Treponemal antibody usually positive both in blood and in CSF also.
In CSF lymphocytosis and elevated protein found.
Serological tests are usually positive.

== Treatment ==
Intravenously administered penicillin is the treatment of choice. Associated pain can be treated with opiates, valproate, or carbamazepine. Those with tabes dorsalis may also require physical therapy and occupational therapy to deal with muscle wasting and weakness. Preventive treatment for those who come into sexual contact with an individual with syphilis is important.

== Prognosis ==
Left untreated, tabes dorsalis can lead to paralysis, dementia, and blindness. Existing nerve damage cannot be reversed.

==Epidemiology==
The disease is more frequent in males than in females. Onset is commonly during mid-life. The incidence of tabes dorsalis is rising, in part due to co-associated HIV infection.

==History==
Although there were earlier clinical accounts of this disease, and descriptions and illustrations of the posterior columns of the spinal cord, it was the Berlin neurologist Romberg whose account became the classical textbook description, first published in German and later translated into English.

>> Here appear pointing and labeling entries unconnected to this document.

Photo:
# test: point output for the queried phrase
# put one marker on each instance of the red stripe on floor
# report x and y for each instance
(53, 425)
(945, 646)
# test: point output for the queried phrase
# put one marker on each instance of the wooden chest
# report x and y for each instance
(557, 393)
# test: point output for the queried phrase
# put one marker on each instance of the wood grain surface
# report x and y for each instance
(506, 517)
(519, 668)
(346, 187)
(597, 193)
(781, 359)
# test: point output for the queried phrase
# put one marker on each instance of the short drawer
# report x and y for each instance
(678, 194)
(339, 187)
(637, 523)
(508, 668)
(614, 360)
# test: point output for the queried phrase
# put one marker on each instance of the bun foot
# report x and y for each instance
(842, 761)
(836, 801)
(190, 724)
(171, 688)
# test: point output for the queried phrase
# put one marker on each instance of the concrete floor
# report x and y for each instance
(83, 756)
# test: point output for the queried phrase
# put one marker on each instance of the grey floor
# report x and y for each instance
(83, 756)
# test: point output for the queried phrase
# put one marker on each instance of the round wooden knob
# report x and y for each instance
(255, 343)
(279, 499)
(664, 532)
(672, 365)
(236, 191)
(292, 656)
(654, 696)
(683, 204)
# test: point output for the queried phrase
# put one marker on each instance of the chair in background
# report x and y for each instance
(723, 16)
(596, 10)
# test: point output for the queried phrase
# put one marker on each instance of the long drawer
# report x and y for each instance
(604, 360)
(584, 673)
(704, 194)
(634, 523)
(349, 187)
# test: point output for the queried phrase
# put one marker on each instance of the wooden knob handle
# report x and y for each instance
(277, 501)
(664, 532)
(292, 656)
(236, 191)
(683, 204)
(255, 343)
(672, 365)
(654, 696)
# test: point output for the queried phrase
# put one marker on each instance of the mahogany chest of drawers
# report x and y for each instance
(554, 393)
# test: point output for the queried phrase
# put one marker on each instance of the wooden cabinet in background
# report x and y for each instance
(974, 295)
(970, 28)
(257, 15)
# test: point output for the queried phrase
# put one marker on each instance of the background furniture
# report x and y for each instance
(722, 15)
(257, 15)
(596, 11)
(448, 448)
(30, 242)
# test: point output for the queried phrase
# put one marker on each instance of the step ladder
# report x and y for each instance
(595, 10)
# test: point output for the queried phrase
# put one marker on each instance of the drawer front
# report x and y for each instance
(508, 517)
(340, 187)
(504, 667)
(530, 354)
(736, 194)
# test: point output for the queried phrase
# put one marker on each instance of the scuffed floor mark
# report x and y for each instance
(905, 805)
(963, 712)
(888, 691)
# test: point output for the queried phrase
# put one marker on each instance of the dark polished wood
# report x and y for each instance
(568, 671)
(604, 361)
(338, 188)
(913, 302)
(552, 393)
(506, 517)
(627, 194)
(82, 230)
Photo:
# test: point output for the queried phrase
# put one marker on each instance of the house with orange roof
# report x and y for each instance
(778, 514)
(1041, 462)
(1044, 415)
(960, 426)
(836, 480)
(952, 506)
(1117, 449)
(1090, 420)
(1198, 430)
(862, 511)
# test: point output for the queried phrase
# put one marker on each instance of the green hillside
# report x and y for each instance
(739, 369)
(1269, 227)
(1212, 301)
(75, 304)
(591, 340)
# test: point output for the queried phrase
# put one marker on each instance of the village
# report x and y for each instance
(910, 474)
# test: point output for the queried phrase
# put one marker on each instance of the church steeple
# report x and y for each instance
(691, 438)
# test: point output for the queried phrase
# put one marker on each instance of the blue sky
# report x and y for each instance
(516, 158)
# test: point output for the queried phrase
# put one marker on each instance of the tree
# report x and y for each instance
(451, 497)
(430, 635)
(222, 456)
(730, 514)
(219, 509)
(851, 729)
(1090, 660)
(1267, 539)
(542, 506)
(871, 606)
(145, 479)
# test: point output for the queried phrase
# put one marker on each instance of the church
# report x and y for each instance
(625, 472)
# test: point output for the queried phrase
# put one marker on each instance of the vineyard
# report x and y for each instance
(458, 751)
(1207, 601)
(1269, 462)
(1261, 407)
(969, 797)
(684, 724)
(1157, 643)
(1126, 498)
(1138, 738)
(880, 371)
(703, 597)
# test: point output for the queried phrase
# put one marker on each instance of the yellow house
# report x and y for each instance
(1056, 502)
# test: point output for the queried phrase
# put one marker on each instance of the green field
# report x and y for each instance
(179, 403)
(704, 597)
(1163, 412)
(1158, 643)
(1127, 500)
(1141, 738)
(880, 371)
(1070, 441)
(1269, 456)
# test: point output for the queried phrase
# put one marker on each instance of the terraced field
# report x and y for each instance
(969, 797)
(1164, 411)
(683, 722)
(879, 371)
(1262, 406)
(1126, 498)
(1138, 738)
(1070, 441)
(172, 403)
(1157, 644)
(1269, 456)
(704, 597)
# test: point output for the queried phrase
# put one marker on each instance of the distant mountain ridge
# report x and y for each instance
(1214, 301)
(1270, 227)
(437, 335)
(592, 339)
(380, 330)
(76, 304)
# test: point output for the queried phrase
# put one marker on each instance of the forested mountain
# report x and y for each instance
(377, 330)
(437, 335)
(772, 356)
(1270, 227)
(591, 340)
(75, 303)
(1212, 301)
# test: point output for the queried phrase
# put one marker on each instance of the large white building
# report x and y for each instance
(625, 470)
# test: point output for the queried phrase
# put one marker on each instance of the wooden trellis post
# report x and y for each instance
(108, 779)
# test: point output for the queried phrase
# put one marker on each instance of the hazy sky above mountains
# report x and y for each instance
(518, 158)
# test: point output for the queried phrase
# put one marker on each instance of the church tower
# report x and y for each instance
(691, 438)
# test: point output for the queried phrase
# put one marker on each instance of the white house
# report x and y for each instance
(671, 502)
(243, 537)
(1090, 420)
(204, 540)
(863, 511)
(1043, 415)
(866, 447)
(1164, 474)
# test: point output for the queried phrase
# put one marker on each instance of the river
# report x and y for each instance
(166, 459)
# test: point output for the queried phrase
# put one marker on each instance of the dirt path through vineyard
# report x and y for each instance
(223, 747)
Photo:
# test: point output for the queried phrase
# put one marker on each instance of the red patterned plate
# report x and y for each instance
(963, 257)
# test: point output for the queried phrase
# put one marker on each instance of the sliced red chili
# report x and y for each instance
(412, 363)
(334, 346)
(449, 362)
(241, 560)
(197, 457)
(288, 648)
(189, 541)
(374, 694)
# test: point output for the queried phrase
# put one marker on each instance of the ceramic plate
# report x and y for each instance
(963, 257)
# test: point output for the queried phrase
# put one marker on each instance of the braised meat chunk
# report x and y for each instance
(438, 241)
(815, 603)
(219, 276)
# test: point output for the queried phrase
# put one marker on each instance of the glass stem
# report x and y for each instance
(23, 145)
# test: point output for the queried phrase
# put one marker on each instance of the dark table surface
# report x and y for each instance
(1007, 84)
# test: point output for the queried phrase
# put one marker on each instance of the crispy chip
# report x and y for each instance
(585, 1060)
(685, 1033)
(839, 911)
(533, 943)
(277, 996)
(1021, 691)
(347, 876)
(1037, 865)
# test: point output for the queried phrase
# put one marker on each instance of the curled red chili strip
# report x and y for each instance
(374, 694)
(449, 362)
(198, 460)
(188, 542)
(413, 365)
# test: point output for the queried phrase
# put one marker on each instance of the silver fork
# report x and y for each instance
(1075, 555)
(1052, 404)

Sir Arthur Conan Doyle, author of the Sherlock Holmes stories, completed his doctorate on tabes dorsalis in 1885.

==Society and culture==
===Notable patients===
- German storywriter E.T.A. Hoffmann appears to have had and died in 1822 from tabes dorsalis.
- Mary Todd Lincoln [Dec 12, 1818 – Jul 16, 1882], wife of U.S. President Abraham Lincoln and America's First Lady from 1861 to 1865 most probably suffered from tabes dorsalis as early as 1869, at age 51. She died of a stroke at age 63 in Springfield, IL.
- The French novelist Alphonse Daudet kept a journal of the pain he experienced from this condition which was posthumously published as La Doulou (1930) and translated into English as In the Land of Pain (2002) by Julian Barnes.
- Poet Charles Baudelaire contracted syphilis in 1839 and resorted to opium to help alleviate the pain of tabes dorsalis ascending his spine.
- Painter Édouard Manet died of syphilis complications, including tabes dorsalis, in 1883, aged 51.
- Boxer Charley Mitchell
- Meyer Nudelman, the father of author and doctor Sherwin Nuland, who described his father's condition extensively in his book Lost in America; A Journey with my Father (2003).
- Season 8, episode 6, entitled Parents from the medical drama House, featured a father of a patient diagnosed with said disorder. This was used as the "eureka moment" of the episode, diagnosing the teenage patient with neurosyphilis.